Ходжаев доложил, не пропустив ни одной мелочи. Офицеры с минуту сидели молча. Потом Сенявский потянулся к телефонной трубке:

— Ты сказал, что Кедровский работает в пятом ремстройуправлении. Это — у Зайцева. Позвоню ему домой.

— Валентин Владимирович, здравствуй! Сенявский говорит. Извини, что так поздно беспокою, но мне надо знать: у тебя Кедровский работает?

— Да-да! Маляр! Зовут Семеном Викторовичем.

— Что? В отпуск вчера ушел?.. Без содержания, на две недели?.. Так-так слушаю. Говори... говори... И все? Больше ничего добавить не можешь?.. Ну, спасибо, извини еще раз! Отдыхай... Да нет, он мне по одному делу нужен... Ты не беспокойся, считай, что ничего не случилось, и я с тобой не беседовал. До свидания!

Положив трубку, капитан поджал нижнюю губу, чиркнул спичкой о коробок, глубоко затянулся папиросным дымком.

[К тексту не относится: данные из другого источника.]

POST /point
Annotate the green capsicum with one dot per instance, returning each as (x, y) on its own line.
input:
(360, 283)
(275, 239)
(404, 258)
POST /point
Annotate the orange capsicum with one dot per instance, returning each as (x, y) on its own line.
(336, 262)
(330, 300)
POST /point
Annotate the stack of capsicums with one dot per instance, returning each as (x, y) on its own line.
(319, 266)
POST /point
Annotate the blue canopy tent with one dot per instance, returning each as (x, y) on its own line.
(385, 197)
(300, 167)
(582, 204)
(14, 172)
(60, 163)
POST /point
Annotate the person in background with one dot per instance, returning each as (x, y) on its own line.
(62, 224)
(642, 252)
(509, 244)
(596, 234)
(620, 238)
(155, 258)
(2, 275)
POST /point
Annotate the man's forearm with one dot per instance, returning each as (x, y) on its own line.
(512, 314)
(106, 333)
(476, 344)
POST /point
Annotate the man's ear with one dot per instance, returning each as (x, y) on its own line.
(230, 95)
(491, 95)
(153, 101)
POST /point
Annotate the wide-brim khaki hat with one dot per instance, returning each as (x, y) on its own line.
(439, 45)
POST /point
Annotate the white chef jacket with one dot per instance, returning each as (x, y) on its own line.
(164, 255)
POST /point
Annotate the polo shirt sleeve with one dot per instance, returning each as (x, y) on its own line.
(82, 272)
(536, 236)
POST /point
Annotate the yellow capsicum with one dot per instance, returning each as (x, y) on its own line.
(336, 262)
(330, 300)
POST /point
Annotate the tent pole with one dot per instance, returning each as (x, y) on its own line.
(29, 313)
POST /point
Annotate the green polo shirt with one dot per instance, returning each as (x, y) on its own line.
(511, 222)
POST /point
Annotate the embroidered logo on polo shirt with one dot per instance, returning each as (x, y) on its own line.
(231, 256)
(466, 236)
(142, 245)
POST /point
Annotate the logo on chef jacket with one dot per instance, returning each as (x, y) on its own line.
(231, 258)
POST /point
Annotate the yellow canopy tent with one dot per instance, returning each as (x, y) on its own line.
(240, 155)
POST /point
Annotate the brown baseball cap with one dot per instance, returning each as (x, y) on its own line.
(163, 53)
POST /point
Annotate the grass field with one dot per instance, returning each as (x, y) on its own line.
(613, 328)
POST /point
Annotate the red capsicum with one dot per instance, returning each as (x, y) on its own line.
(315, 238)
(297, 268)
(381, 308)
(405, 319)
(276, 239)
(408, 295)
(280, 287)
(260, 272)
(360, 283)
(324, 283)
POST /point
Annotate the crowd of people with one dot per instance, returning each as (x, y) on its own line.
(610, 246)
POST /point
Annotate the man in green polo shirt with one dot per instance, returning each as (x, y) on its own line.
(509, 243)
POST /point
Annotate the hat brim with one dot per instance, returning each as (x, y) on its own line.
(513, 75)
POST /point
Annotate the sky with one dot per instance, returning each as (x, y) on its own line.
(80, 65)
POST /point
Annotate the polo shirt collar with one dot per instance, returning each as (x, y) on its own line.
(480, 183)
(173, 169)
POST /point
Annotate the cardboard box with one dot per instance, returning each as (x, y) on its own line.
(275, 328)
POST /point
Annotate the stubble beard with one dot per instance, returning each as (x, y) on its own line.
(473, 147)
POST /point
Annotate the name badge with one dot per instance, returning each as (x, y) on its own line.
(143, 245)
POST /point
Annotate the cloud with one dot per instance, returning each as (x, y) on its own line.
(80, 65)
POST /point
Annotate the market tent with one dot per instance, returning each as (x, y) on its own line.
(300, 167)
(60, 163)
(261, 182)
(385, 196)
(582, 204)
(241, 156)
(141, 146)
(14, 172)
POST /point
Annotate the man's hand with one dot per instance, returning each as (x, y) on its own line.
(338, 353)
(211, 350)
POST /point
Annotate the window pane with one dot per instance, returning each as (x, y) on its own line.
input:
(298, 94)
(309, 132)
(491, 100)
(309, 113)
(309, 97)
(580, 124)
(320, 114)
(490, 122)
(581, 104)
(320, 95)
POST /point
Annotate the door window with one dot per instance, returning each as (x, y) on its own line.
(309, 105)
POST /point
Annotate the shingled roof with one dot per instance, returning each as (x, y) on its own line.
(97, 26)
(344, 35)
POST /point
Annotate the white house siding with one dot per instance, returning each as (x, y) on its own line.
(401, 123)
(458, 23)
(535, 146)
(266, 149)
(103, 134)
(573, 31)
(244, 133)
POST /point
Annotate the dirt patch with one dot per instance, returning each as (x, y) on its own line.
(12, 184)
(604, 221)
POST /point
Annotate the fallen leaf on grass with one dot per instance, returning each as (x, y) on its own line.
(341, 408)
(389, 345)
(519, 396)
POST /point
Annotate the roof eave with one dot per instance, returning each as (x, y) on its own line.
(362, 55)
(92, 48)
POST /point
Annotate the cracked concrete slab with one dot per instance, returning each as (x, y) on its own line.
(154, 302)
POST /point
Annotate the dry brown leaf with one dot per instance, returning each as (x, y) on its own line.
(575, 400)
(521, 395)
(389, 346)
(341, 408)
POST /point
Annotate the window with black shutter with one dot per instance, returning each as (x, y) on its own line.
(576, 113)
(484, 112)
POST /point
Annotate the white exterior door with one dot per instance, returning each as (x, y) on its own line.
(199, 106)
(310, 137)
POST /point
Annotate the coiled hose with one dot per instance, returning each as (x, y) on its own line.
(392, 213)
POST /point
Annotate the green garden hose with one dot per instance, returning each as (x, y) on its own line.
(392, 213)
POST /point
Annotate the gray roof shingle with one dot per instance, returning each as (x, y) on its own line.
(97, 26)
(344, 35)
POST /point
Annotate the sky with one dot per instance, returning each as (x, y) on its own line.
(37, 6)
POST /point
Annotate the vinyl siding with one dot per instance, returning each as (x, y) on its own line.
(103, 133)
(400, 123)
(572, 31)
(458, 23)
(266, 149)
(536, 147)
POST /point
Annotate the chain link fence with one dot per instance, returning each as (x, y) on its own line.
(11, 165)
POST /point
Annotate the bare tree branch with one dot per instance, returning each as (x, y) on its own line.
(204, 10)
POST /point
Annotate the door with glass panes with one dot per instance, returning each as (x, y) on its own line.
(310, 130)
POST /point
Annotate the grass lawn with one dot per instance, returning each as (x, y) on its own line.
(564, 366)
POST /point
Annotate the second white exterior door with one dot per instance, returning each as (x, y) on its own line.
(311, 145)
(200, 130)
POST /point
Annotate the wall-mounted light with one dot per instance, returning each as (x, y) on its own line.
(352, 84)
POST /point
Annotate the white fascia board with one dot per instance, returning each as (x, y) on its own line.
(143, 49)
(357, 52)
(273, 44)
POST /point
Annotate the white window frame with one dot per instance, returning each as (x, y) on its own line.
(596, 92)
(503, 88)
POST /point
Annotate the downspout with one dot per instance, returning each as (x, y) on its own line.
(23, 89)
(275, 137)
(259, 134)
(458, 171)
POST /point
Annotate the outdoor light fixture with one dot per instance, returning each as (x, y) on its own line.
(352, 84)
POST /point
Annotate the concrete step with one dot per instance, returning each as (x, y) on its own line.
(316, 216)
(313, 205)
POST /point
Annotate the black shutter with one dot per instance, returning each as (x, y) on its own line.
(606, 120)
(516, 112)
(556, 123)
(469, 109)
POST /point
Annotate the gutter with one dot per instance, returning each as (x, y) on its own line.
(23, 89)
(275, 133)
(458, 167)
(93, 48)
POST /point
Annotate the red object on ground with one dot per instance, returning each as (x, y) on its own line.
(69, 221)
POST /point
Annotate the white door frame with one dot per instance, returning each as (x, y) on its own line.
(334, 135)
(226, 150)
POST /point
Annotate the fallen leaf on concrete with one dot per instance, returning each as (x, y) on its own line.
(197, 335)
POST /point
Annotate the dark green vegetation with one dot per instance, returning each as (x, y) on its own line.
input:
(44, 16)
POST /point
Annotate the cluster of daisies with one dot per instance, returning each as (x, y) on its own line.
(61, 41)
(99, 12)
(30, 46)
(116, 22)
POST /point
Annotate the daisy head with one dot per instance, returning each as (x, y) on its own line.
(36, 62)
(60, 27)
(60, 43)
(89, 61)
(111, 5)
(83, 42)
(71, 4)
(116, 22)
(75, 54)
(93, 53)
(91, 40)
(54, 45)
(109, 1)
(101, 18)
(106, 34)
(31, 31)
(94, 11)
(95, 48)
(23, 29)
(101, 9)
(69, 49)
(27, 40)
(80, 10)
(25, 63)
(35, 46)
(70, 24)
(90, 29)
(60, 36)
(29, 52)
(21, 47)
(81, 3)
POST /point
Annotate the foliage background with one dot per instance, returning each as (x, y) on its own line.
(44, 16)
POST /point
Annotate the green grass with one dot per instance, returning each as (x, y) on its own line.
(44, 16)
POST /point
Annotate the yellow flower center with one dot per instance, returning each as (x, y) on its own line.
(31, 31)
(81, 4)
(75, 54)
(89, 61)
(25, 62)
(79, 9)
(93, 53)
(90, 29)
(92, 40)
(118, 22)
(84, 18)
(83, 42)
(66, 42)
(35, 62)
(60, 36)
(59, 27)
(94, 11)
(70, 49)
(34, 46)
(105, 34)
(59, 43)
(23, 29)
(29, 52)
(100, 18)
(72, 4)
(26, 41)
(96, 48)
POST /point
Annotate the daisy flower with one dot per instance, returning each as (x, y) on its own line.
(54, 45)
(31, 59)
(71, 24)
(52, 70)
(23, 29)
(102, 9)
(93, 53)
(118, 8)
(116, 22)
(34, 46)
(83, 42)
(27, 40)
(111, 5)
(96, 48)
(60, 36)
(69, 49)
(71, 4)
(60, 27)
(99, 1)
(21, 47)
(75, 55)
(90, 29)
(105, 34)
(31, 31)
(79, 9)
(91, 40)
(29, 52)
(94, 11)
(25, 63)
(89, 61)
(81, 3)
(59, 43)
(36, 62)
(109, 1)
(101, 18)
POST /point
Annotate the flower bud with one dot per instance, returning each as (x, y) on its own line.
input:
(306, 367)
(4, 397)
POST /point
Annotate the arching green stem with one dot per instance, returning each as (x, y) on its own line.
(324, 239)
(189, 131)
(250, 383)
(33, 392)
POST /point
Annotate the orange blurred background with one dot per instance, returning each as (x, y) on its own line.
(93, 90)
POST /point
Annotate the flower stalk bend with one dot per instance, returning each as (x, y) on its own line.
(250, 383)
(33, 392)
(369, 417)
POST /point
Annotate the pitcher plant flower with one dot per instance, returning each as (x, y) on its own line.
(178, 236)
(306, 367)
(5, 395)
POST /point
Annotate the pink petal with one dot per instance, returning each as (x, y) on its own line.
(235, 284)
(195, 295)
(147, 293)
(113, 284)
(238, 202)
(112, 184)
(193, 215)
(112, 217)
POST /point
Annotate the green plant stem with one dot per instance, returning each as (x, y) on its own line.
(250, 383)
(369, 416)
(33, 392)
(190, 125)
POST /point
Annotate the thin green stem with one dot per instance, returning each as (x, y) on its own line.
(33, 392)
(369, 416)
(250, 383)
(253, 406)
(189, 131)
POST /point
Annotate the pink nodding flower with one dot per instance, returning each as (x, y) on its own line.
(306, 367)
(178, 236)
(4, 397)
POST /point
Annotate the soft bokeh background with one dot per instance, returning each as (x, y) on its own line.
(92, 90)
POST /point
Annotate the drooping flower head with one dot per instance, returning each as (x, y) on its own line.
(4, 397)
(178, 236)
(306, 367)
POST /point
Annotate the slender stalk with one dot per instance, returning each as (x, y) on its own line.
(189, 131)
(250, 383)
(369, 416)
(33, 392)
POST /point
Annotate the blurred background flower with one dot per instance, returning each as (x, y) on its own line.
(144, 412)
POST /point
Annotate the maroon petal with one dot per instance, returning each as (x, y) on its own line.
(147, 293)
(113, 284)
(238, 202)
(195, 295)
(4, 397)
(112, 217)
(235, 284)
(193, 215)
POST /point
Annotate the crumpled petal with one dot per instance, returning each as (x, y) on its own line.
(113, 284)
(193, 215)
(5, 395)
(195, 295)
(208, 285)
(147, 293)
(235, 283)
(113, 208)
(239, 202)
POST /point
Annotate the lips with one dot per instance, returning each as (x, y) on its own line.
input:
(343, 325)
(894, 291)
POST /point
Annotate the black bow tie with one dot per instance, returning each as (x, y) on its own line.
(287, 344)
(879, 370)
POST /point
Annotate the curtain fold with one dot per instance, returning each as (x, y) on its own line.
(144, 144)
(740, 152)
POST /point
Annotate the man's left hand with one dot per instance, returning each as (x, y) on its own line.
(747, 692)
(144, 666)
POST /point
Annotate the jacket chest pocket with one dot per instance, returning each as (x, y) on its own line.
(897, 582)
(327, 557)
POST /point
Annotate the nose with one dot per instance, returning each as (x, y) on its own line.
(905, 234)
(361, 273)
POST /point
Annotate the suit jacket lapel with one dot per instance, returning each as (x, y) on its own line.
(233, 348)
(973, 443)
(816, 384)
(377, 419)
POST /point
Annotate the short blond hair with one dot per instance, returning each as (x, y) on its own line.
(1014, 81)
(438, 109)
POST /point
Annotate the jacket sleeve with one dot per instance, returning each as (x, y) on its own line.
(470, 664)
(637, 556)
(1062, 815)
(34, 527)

— Плохо дело, Агзам. Зайцев сообщил, что Кедровский вчера утром пришел к нему очень возбужденный и заявил, что едет в Кумыр к тяжело заболевшей тетке, единственной родственнице, оставшейся у него. Буквально вынудил Зайцева подписать приказ об отпуске. Обещал вернуться через две недели. Видно придется обратиться за помощью в республиканское управление, чтобы перекрыть Кедровскому все дороги для бегства. На всякий случай надо сообщить кумырским товарищам, пусть задержат Кедровского, если он действительно поехал туда.

— Звони, Петр. Это не помешает. А мне разреши сейчас съездить в Министерство связи к Борщовой. Авось, как говорится, она что-то дельное подскажет. Ведь женщины — народ наблюдательный, а она, считай, три десятка лет бок о бок с Кедровским живет.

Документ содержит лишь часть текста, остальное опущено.